Cambridge Quantum Computing (CQC) is an independent quantum computing company, based in Cambridge, England. It was founded in the year 2014, CQC builds tools for the commercialization of quantum technologies with a focus on quantum software and quantum cybersecurity. CQC has developed an architecture agnostic quantum software development platform, around which the company has built enterprise applications for quantum cryptography, quantum chemistry, quantum machine learning, and quantum artificial intelligence. CQC is a global leader in quantum software and quantum algorithms, enabling clients to achieve the most out of rapidly evolving quantum computing hardware.
On the other hand, The German Aerospace Center is the national center for aerospace, energy, and transportation research of Germany. It uses the expertise of its over 50 research institutes and facilities to develop solutions to global challenges, climate, mobility, and technology.
In this collaboration, The German Aerospace Center will use CQC’s quantum algorithms for solving partial differential equation systems to render a 1-D simulation of a lithium-ion battery cell.
This will later give more scope for exploring multi-scale simulations of complete battery cells with quantum computers, which are considered a viable alternative for rendering full 3D models. A multi-scale approach incorporates information from different system levels (e.g. atomistic, molecular, and macroscopic) to make a simulation more manageable and realistic, potentially accelerating battery research and development for a variety of sustainable energy solutions.
In this world of digitalization, batteries are very important to achieve the necessary portability.
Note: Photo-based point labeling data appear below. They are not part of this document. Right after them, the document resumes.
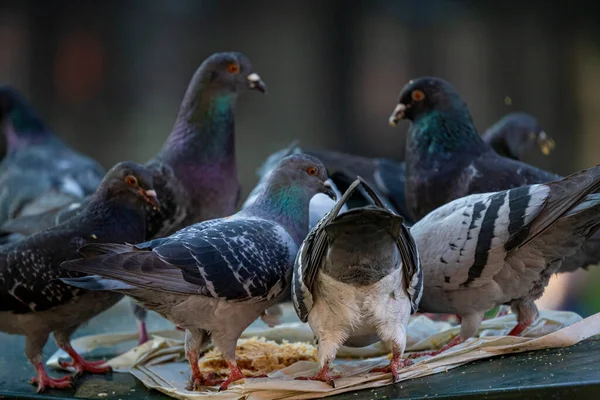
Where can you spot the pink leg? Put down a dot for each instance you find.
(396, 364)
(323, 376)
(235, 374)
(82, 365)
(526, 313)
(143, 333)
(44, 381)
(456, 341)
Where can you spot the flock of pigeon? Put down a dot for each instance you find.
(461, 226)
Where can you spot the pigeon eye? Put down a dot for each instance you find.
(417, 95)
(312, 171)
(131, 180)
(233, 68)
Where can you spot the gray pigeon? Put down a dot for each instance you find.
(34, 303)
(489, 249)
(320, 204)
(356, 280)
(195, 172)
(216, 276)
(39, 172)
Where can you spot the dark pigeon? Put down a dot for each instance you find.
(357, 278)
(490, 249)
(446, 159)
(217, 276)
(195, 172)
(445, 156)
(34, 303)
(512, 136)
(517, 133)
(39, 172)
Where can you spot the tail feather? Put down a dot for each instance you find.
(95, 282)
(565, 196)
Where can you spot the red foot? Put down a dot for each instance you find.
(81, 365)
(43, 381)
(235, 374)
(394, 366)
(197, 380)
(457, 340)
(143, 333)
(519, 328)
(323, 376)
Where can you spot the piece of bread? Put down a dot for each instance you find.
(258, 356)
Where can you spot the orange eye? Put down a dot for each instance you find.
(131, 180)
(312, 171)
(417, 95)
(233, 68)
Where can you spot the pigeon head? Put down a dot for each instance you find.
(302, 171)
(516, 133)
(286, 195)
(230, 72)
(17, 117)
(422, 96)
(130, 181)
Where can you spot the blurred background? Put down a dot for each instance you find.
(108, 76)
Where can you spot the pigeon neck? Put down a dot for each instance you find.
(286, 205)
(445, 133)
(128, 213)
(22, 128)
(204, 131)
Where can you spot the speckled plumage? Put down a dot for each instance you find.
(497, 248)
(357, 277)
(39, 172)
(195, 172)
(219, 275)
(33, 302)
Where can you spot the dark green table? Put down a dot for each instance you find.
(572, 373)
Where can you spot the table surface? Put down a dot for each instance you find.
(557, 373)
Batteries have become a very important element for necessary products like smartphones, wearable electronic devices, and most importantly electric cars. Battery research could ultimately reduce the industry’s reliance on lithium and also development in this field can further allow manufacturers to make their products more compact and portable.
German Aerospace is very active in the field of research on different battery structures, including lithium-ion and beyond-lithium technologies. In collaboration with CQC, researchers as German Aerospace will be working on partial differential equation models for battery simulation and near-term quantum computing. Using CQC’s software development framework for execution on Noisy Intermediate-Scale Quantum computers, The German Aerospace will render its quantum simulations on an IBM Q quantum computer.
In early 2020, a quantum computing breakthrough by researchers at IBM and Daimler AG claimed that it could help overcome the problems related to the slow speed of battery charging in electric vehicles. They modeled the dipole moment of three lithium-containing molecules using a quantum computer, which was remarkable and helped to broaden our views on lithium-sulfur (Li-S) batteries that would be more powerful, longer-lasting, and cheaper than the currently used lithium-ion batteries.
In today’s world, Green Transportation has not remained an alternative anymore, it has become a necessity. Top institutes in the world are at work to improve battery-powered transportation and hopefully, we will see the implementations very soon in the coming years.